Key Terms & Concepts — UPSC Mains
PLI Scheme (Production Linked Incentive)
"A government scheme offering financial incentives to manufacturers based on incremental sales above a base year threshold, aimed at boosting domestic manufacturing, attracting investment, and reducing import dependence across 14 key sectors."
The Production Linked Incentive (PLI) scheme is a flagship manufacturing initiative of the Government of India, providing incentives as a percentage of incremental sales (above a defined base year level) to eligible manufacturers for a specified period (typically 5-7 years). The scheme is performance-linked — a manufacturer receives the PLI incentive only if their actual incremental sales meet or exceed the threshold; it is not a subsidy paid upfront. The PLI scheme was first introduced for three sectors (mobile phones/electronics, pharmaceutical APIs, and medical devices) in 2020 under the Atmanirbhar Bharat (Self-Reliant India) programme. It was subsequently expanded to 14 sectors with a total approved outlay of approximately Rs 1.97 lakh crore (around USD 26 billion). The 14 PLI sectors are: mobile phones and electronic components; pharmaceutical APIs and drug intermediates; medical devices; automobiles and auto components; advanced chemistry cell (ACC) batteries; textile products (man-made fibres and technical textiles); food processing; telecom and networking products; white goods (air conditioners and LED lights); specialty steel; solar photovoltaic (PV) modules; drones; semiconductor fabrication (separate scheme); and animation, visual effects, gaming, and comics (AVGC).
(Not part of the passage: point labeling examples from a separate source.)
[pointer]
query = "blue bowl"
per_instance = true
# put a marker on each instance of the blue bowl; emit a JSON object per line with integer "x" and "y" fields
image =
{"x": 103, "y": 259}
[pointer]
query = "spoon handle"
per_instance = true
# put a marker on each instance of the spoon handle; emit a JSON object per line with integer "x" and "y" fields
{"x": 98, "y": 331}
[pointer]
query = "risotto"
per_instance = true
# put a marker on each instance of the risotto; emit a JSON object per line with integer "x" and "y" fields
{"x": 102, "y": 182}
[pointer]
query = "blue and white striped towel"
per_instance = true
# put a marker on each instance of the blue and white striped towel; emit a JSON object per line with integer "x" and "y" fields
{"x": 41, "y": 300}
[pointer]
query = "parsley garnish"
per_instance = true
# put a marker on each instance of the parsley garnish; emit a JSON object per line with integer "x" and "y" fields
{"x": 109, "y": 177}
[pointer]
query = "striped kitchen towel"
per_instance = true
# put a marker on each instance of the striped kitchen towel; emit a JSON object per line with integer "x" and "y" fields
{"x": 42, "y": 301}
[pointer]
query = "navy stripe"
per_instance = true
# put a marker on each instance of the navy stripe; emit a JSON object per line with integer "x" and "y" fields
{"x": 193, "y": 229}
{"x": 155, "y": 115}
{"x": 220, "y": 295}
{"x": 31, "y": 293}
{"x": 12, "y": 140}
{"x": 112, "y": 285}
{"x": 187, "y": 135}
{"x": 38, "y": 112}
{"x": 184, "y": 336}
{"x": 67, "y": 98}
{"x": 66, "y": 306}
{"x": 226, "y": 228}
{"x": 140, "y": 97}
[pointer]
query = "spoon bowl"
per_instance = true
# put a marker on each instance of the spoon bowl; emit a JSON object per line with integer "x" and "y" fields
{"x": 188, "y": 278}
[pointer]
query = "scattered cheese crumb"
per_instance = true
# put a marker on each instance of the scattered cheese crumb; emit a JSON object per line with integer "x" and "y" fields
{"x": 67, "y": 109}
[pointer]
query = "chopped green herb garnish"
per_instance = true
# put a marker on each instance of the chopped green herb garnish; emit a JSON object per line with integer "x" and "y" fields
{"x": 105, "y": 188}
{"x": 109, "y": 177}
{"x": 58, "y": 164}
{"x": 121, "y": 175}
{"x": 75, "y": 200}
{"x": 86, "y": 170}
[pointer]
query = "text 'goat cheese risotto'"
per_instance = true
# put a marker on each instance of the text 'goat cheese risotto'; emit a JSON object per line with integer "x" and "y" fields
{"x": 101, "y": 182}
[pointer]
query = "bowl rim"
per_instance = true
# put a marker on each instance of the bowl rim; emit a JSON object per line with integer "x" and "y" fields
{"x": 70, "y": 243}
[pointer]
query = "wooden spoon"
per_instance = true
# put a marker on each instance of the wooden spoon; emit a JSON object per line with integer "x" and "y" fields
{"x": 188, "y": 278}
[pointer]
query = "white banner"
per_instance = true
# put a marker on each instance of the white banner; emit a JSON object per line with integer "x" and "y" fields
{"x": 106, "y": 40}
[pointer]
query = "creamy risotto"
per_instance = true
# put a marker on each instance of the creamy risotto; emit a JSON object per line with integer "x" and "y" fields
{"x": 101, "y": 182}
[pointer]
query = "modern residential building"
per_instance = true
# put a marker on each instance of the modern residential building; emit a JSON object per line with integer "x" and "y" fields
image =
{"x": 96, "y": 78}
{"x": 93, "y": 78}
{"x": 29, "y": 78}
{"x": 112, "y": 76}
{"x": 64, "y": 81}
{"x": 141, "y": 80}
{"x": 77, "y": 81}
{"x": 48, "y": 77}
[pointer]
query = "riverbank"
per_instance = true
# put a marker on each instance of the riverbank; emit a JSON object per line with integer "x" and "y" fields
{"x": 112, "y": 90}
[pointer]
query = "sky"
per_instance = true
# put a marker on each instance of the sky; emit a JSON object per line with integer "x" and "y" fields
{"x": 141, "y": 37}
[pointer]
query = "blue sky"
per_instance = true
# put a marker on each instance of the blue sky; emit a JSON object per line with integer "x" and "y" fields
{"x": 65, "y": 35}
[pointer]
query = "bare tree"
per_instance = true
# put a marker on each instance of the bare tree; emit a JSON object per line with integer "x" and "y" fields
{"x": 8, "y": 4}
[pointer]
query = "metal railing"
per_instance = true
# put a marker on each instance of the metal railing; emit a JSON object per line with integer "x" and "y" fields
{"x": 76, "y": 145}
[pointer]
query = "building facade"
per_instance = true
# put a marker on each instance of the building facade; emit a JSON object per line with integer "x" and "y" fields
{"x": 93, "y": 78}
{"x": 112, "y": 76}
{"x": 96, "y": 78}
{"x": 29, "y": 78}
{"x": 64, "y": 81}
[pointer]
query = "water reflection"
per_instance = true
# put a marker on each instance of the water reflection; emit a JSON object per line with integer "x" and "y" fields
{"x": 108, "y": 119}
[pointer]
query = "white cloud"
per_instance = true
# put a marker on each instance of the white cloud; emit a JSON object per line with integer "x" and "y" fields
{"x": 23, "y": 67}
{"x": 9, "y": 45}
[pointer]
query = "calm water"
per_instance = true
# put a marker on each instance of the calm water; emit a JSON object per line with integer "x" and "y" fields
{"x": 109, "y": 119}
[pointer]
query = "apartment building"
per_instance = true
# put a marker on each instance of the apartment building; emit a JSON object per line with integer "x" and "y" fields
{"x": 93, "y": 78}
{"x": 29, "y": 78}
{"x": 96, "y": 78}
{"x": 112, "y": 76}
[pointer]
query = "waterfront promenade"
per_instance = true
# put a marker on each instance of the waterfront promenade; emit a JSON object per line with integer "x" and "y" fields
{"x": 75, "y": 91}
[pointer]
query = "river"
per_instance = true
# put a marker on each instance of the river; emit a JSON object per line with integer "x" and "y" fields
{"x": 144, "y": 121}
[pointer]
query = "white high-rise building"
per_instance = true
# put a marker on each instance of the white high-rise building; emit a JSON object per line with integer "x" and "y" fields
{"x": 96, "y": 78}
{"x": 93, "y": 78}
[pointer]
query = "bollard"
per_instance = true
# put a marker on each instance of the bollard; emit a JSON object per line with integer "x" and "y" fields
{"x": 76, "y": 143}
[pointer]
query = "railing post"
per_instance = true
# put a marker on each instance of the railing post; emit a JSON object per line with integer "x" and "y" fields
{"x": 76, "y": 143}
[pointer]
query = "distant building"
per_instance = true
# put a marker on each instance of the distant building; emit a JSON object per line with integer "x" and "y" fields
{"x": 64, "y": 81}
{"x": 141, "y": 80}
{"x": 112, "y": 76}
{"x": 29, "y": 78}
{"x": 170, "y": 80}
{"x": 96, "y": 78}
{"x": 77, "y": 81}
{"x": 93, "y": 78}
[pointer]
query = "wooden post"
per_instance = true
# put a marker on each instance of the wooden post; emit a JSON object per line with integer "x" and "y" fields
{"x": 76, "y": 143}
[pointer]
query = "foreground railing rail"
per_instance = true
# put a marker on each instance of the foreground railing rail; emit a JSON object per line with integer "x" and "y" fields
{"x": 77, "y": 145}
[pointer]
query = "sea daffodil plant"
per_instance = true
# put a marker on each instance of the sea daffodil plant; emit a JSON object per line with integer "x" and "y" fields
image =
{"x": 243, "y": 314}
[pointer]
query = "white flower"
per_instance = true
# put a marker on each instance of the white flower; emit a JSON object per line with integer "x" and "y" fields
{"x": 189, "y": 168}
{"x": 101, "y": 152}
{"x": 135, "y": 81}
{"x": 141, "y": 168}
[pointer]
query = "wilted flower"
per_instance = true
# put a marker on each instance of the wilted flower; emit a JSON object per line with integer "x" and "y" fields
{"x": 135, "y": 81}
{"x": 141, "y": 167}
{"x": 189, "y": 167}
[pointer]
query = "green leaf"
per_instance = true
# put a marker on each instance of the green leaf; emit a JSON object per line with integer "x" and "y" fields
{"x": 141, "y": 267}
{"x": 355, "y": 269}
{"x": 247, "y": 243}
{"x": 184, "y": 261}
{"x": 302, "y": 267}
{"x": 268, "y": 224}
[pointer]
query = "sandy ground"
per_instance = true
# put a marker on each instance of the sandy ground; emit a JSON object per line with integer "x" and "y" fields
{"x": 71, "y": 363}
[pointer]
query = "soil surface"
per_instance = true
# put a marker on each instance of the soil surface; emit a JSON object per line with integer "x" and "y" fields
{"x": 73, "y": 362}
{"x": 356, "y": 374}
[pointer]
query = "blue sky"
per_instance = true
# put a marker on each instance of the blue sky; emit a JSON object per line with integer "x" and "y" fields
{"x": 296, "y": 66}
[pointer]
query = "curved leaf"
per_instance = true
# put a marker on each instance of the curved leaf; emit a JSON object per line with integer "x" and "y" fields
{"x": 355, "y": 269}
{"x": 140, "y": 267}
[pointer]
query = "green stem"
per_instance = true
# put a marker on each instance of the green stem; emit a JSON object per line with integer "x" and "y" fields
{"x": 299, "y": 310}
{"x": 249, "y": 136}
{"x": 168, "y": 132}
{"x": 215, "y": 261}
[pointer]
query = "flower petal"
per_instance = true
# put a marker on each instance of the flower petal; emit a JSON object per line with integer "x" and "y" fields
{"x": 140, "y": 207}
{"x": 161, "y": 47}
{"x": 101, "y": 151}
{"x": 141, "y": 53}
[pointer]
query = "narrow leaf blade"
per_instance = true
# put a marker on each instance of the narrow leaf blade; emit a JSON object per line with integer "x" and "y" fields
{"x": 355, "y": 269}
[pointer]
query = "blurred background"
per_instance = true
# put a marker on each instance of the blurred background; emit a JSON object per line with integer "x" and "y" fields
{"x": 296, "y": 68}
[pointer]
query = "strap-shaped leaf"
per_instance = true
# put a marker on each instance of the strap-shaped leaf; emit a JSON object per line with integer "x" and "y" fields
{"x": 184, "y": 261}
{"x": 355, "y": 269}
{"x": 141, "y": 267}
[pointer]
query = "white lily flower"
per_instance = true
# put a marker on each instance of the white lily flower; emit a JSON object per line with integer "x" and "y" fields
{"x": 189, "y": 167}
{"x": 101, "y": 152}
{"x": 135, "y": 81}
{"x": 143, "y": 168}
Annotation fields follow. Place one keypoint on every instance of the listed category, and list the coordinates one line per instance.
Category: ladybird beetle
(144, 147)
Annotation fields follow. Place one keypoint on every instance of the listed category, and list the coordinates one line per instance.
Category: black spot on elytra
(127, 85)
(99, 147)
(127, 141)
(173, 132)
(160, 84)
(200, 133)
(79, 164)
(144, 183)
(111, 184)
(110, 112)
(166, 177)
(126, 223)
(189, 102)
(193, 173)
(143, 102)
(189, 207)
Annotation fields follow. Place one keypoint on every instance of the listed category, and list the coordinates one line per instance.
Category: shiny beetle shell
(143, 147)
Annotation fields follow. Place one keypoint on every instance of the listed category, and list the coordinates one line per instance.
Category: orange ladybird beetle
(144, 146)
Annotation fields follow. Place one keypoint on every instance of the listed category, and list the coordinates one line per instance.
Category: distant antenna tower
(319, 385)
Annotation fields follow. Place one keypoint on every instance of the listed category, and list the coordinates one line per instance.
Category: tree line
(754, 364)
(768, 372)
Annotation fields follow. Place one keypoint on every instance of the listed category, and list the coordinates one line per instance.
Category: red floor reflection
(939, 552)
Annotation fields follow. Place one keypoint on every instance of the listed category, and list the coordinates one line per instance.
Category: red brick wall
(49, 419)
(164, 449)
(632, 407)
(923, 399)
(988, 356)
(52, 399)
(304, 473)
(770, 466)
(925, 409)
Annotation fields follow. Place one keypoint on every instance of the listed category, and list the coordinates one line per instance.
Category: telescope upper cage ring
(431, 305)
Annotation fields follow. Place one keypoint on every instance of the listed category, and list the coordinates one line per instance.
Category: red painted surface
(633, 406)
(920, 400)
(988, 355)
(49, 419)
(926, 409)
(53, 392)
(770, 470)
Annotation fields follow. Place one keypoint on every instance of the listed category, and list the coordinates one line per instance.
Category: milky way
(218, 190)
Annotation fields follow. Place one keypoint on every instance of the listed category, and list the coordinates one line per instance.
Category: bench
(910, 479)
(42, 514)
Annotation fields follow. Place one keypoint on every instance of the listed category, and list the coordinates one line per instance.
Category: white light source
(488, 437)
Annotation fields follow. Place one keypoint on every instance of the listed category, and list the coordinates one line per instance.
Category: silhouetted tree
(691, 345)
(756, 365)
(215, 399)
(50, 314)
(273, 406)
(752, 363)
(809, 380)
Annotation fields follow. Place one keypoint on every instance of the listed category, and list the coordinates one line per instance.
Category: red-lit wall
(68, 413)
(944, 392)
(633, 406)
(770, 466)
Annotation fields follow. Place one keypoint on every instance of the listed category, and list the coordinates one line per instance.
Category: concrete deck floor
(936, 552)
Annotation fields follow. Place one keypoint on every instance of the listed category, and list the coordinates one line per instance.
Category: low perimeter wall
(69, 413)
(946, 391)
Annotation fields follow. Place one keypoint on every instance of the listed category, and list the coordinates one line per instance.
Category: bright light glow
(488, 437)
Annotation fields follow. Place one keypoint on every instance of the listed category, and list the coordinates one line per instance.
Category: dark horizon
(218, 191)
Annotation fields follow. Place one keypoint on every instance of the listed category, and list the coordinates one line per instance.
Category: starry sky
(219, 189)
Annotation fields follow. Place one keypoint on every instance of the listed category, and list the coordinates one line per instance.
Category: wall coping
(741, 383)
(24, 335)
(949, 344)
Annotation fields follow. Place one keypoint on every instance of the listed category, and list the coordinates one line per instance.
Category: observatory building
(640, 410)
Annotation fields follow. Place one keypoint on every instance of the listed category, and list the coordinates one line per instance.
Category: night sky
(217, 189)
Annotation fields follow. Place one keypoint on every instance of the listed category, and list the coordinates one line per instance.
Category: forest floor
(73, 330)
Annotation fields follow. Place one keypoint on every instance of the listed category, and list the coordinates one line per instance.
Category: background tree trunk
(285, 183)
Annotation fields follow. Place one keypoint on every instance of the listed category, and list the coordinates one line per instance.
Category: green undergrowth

The PLI scheme is designed to help Indian manufacturers achieve economies of scale, become globally competitive, attract both domestic and foreign investment (especially as companies look to diversify supply chains away from China), create employment, and generate export revenues.
High-yield UPSC GS3 Economy topic. PLI connects to Make in India, Atmanirbhar Bharat, FDI policy, and manufacturing sector promotion. Prelims: 14 sectors; Rs 1.97 lakh crore outlay; performance-linked nature. Mains: achievements (Apple iPhone manufacturing in India via Foxconn/Tata), limitations (import of components, skill gaps, infrastructure bottlenecks), and comparison with similar schemes globally (China's state subsidies, South Korea's industrial policy).
- 1 PLI: incentive as percentage of incremental sales above base year threshold — performance-linked
- 2 Total approved outlay: ~Rs 1.97 lakh crore across 14 sectors
- 3 First introduced 2020 for: mobile phones, pharma APIs, medical devices
- 4 14 PLI sectors include: mobiles, pharma, autos, batteries, textiles, food processing, solar PV, drones
- 5 Objective: achieve scale, global competitiveness, reduce import dependence, attract FDI
- 6 Apple iPhone manufacturing in India (via Foxconn and Tata): major PLI success in electronics
- 7 Links to Atmanirbhar Bharat, Make in India, and China+1 global supply chain diversification
- 8 Challenges: slow uptake in some sectors, import dependence for components, land acquisition delays
Under the mobile phones PLI scheme, Apple's contract manufacturers Foxconn, Pegatron, and Wistron (later Tata Electronics) set up iPhone manufacturing facilities in India — by 2023-24 India was exporting iPhones worth over Rs 1 lakh crore, making it one of the most successful PLI outcomes.